The bridge into Memphis was shut down Tuesday afternoon after the crack was discovered during a routine inspection. Both states’ transportation agencies said they would make sure the 48-year-old, 1.8-mile bridge is safe before reopening.
Traffic was being rerouted to Interstate 55 and the 71-year-old Memphis & Arkansas Bridge, about 3 miles south. River traffic was also shut down in the Memphis area until further notice, the Tennessee Department of Transportation said.
Surveillance cameras showed road traffic to be moving steadily on the I-55 bridge Wednesday morning.
“It’s fortunate that routine inspection averted a potential disaster, but the state of our crumbling infrastructure is deeply troubling,” said U.S. Rep.
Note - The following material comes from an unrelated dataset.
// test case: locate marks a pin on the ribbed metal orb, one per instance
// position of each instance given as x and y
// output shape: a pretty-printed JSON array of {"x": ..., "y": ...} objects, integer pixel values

Steve Cohen, a Democrat whose district includes Memphis.
Cohen said he would work in a bipartisan manner with the congressional delegations from Arkansas and Tennessee to make sure I-40 bridge improvements are included in President Joe Biden’s infrastructure proposals.
In an inspection for the 2020 National Bridge Inventory report, the Federal Highway Administration said the I-40 bridge checked out in “fair” condition overall, with all primary structure elements sound and only some minor cracks and chips in the overall structure. Its structural evaluation checked out “somewhat better than minimum adequacy to tolerate being left in place as is.”
However, height and width clearances for oversize vehicles were “basically intolerable requiring high priority of corrective action,” the inspectors found. Tennessee recommended “bridge deck replacement with only incidental widening.”
The bridge, which opened in 1973, carried a 2020 average of 35,000 vehicles a day across the river, 29% of them trucks, according to the report. Its traffic volume was expected to increase to 56,000 vehicles per day by 2040.